On ne connaît toujours pas les circonstances qui ont déclenché un incendie, dimanche matin, sur le site de l’entreprise CD Trans, à Bassens, spécialisée dans le transport de produits pétroliers. Mais le feu, qui s’est déclaré sur un camion-citerne vide, s’est propagé à une vingtaine de véhicules, et sous l’effet de la chaleur et sans doute de la présence de gaz résiduels, trois citernes ont explosé.

Le bruit de ces explosions, survenues entre 7h15 et 7h40, a retenti à plusieurs dizaines de kilomètres à la ronde, puisqu’il a été entendu jusque dans le Libournais.
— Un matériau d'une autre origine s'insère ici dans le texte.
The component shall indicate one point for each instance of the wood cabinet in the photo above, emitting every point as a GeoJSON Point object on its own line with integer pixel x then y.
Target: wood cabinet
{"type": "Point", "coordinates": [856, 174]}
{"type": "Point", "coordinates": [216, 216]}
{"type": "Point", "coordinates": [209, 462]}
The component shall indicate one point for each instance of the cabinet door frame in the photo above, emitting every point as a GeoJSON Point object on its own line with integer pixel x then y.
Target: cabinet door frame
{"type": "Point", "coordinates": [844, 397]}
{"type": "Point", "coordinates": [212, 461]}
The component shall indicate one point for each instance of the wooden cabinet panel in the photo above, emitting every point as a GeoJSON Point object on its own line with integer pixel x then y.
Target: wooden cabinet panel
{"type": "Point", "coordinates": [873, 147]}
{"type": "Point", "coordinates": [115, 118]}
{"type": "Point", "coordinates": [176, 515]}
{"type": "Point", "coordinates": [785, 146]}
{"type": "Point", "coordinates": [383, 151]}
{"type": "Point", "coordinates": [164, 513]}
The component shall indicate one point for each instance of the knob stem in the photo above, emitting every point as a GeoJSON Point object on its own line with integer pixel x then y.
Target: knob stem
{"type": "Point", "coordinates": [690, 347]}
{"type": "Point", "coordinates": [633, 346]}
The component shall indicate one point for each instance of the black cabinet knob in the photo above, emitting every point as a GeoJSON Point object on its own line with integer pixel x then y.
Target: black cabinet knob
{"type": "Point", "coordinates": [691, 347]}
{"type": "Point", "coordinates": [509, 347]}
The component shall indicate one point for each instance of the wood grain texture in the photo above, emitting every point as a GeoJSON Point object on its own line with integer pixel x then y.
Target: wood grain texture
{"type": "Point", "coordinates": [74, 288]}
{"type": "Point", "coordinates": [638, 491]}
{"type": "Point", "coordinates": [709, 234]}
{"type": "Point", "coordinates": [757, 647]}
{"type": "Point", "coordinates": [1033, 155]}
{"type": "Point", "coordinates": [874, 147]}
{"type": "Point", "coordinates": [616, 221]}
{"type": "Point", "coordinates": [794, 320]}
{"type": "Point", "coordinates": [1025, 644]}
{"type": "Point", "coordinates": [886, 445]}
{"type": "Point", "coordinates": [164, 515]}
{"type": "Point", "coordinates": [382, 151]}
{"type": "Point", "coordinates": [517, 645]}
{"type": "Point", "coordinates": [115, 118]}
Des débris ont été projetés à plus d’un kilomètre - l’un a été retrouvé dans un jardin à Carbon-Blanc. Et pour les riverains du site, ce fut la panique, certains pensant à un attentat.

Pas de risque de pollution

L’origine du sinistre, criminelle ou accidentelle, reste inconnue. Mais c’est la la direction interrégionale de la police judiciaire (DIPJ) de Bordeaux qui a été saisie dans l’enquête. Une deuxième enquête, administrative, a été confiée par le préfet Pierre Dartout à la Dreal (Direction régionale de l’environnement, de l’aménagement et du logement.) Deux experts ont été dépêchés sur les lieux dès dimanche matin, pour relever toutes les traces possibles, et exploiter les bandes de vidéosurveillance. En tout, presque une centaine de pompiers sont intervenus. Deux ont été légèrement blessés. Tout risque de pollution a été écarté.

L’entreprise n’est pas encore classée Seveso, mais le processus est en cours, a précisé le préfet. Il s’agit d’une procédure de classement Seveso dite seuil bas (en raison de risques qualifiés d’importants, le seuil haut touchant des risques majeurs).

Un camp de gens du voyage à cinquante mètres

Mardi, l’association Robin des Bois a relevé que « l’étude de dangers de CD Trans date de 2013 et déclare que dans les pires scénarios possibles - par ailleurs considérés comme très improbables - à savoir l’incendie et l’explosion de conteneurs citernes pleins, les zones d’effet resteront circonscrites dans le site ou le dépasseraient au maximum de 50 m. » Elle dénonce aussi qu’un camp de gens du voyage ait pu s’installer « à 50 m de ce site, » donc « dans la zone attendue des effets de suppression. » Les habitants de ce camp ont été particulièrement choqués par les explosions.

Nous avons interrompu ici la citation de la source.